There's a function that loads a dialog file created from my custom dialog editor, and the dialog function looks at the NPC, what kind of a dialog they are supposed to have, and enables the correct kind of screen to show said dialog. It can be either a simple "Hello" / "Hi, you ok?" kind of dialog, a long conversation, a dialog tree with available options as buttons and lastly, an interrogation mode. Where you can actually construct questions, and if those questions are something that the NPC has the answer to, they will reply accordingly.
"Vanilla stuff" you might say and you'd be right. But this is the first time I've been trying to make something like that and on top of that I had my ideas of what I wanted to have them do. First of all I wanted the function to be "NPC-agnostic." I didn't want to have to script stuff constantly, I just wanted to pass the name of the character you are talking to, along with some flags of what kind of a dialog it is, and have it come up. Standard stuff. But then I wanted to have the system do stuff like receive an item through dialog. Or enable a new dialog topic, mid-questioning. And then I wanted to have the system to be able to control the non-player character as well, for example, you said something to the NPC that they didn't like and that perhaps made them anxious, so their pose on screen should change. But what if I wanted to have something happen externally at a certain point during the dialog?! Like something blown up or a phone ringing! And of course, it should be able to jump from simple dialog to interrogation mode.

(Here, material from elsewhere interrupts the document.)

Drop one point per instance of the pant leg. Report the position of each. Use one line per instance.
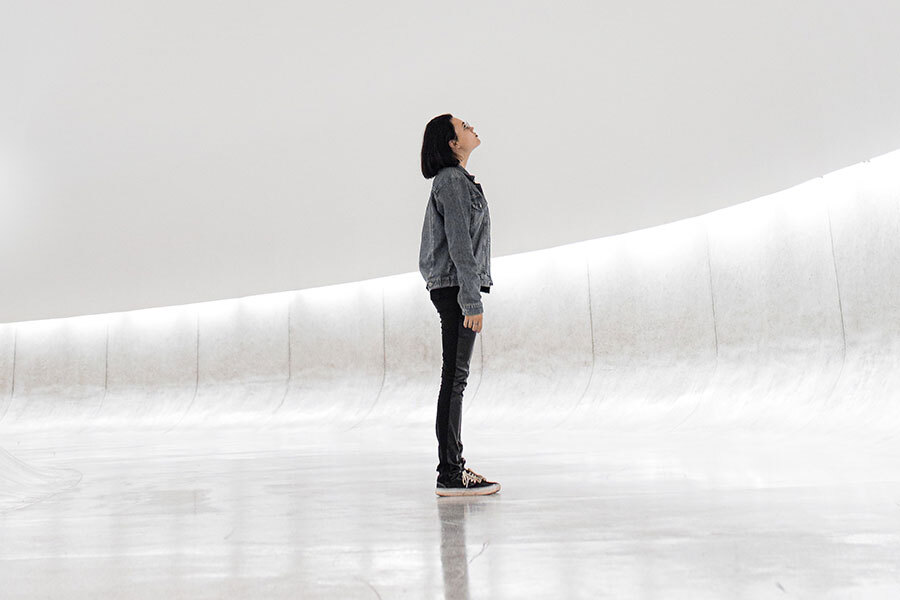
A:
(457, 343)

Or! Or ... what ever! The system should be agnostic to everything! Make it able to do *whatever* "I know how I'll do it! Every dialog line can have its own flags and codes embedded in it, and the system would check those codes while it's displaying the dialog, and fire off other functions and animations all over the place! Do all the things!"
People with experience know where this is leading up to. Bloaty, messy code. It does work now, but I noticed that I'm cleaning things as I go along, and with cleaning I mean selecting blocks of code and hitting "Del".
Since the dialog system in my mind was a single thing, I did just that. Made a big file with lots of functions in it, for the various dialog types.
NO! *table-hitting intensifies*.
Don't do that George. Had I asked around some more I think it would've been obvious that it will just make the code hard to follow when I would inevitably need to revisit it later on. A bunch of functions clumped up together without needing to talk to each other.
Since there are different flavours of the dialog, have a file for each dialog type with only the relevant functions to that type together. And for the dialog lines that were read from the file, just use a single struct to place them in and have it being read from the different dialog classes. It doesn't have for everything to be in the same class.
The video shows 3 different types of the dialog system at work, yes the visuals do need work and not all places have that "type-in" effect - but it's coming. It's a caller-friggin-agnostic function now so all that needs to be done is to call it for that dialog panel...
Simple dialog, that unlocks the dialog tree type for the other character, which in turn leads to the interrogation mode.
*Hits table* Don't Make Monolithic Systems If You Don't Have To.
Oh btw, there's a ready made 3rd party system for dialog that could be utilized...
I guess it can be modified to do *all the things* and become monolithic blob if required.